Below is one of those games that, from the art style alone, captures your smallness, your insignificant-ness, in a gameworld that changes everytime you explore it, and will put you down like a dog—as any roguelike worth its salt will do. And running up to that cave entrance makes it seem as if the landscape itself is a colossus that you're crawling on; that you're a speck, a flea, a dust mote on the hunched back of some giant tortoise that's unaffected by your living or dying.
And then inside, in those dark caverns, you're surrounded by so much black, so much inky nothingness that that becomes the moment-to-moment monster you're battling when you're not battling monsters moment to moment. Robbed of your peripheral in-game vision, you may start to experience something not unlike Darkest Dungeon's mental afflictions.

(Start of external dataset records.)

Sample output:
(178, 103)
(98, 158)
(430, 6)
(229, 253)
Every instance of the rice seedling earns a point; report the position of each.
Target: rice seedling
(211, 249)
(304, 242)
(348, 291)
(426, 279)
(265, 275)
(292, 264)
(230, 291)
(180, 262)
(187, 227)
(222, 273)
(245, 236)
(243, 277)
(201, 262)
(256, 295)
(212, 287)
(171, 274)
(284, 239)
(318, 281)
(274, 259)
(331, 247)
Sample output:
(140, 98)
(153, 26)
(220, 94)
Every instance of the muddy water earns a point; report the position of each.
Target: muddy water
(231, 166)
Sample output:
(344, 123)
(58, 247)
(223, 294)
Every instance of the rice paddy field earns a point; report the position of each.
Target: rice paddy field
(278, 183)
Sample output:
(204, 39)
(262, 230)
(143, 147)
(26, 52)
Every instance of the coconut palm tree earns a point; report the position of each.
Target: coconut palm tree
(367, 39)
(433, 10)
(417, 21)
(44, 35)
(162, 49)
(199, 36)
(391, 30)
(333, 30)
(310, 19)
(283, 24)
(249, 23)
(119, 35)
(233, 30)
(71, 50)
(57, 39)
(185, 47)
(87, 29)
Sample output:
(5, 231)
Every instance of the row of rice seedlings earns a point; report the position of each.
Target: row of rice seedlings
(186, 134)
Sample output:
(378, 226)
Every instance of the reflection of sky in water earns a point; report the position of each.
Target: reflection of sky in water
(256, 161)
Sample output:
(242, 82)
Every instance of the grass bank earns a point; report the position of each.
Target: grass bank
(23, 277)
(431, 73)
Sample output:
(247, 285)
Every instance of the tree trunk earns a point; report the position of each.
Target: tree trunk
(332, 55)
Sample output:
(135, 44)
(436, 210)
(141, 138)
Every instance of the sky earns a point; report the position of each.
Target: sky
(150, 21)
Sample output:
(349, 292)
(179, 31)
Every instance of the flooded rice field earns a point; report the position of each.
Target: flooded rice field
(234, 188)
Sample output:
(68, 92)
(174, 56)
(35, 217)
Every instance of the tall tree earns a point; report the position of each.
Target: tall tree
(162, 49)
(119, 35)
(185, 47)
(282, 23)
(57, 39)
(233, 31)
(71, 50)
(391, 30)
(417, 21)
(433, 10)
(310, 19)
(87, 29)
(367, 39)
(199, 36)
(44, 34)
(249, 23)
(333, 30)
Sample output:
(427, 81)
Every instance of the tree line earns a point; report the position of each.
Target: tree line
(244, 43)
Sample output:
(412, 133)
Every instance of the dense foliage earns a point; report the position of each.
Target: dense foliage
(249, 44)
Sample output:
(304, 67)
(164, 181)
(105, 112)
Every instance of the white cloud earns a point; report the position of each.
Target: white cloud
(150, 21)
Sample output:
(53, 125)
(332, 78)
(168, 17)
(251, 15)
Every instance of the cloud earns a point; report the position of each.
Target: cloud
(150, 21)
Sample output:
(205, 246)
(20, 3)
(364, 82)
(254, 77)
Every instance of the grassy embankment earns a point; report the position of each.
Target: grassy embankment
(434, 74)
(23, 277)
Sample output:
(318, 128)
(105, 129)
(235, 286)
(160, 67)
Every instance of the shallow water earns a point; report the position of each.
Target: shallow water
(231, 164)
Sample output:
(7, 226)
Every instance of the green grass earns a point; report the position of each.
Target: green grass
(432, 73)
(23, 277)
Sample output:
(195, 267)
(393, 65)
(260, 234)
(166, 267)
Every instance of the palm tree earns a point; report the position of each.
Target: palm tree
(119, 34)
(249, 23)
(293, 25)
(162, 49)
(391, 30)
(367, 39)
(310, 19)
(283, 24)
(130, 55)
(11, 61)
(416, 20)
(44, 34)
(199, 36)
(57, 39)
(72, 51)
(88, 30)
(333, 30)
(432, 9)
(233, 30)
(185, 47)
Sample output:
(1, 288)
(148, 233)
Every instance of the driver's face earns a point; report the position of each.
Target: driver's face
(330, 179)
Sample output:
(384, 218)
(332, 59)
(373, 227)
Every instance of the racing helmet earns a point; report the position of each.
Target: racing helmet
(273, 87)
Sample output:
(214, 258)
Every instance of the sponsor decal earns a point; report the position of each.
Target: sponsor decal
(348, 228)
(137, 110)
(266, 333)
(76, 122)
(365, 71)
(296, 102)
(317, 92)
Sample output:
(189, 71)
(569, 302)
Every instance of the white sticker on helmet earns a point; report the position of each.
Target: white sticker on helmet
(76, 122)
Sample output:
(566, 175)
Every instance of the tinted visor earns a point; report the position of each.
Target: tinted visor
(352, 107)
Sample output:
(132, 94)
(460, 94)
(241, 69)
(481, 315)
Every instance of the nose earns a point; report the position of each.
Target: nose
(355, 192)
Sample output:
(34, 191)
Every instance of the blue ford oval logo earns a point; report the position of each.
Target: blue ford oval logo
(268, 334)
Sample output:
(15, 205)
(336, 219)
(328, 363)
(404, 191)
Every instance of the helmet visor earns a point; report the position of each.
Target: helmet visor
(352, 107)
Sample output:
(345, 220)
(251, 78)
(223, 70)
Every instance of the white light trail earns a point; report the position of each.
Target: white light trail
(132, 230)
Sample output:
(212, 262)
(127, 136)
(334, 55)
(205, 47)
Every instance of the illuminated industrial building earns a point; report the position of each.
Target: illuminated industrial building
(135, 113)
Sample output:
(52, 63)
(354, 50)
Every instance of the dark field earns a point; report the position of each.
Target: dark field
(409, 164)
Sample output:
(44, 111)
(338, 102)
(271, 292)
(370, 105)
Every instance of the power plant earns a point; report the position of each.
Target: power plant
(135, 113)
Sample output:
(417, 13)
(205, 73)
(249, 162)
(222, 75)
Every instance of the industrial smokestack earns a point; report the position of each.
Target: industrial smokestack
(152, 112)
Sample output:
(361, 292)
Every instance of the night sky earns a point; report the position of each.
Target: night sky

Below's polygonal objects and lines run from the rural to the science-fictional, from countryside to 2001: A Space Odyssey in design. Torchlight and neon shove at each other to keep the darkness at bay. And the massive geometry of the places you explore make it all too apparent when the natural world gives way to a monstrously created one.
CapyGames released a new trailer for Below yesterday at the 18th Annual Independent Games Festival Awards. I first laid my eyes on this game back during E3 2013, and it's weighed on my mind ever since. Below feels like a spiritual successor to CapyGames's Superbrothers: Sword & Sworcery EP—while still feeling cut from whole cloth. This one's a pretty big deal for the triple-A indie scene, and, for a gamer of my sensibilities, could be a system seller for the Xbox One.
Below is an Xbox One exclusive, coming Summer 2016.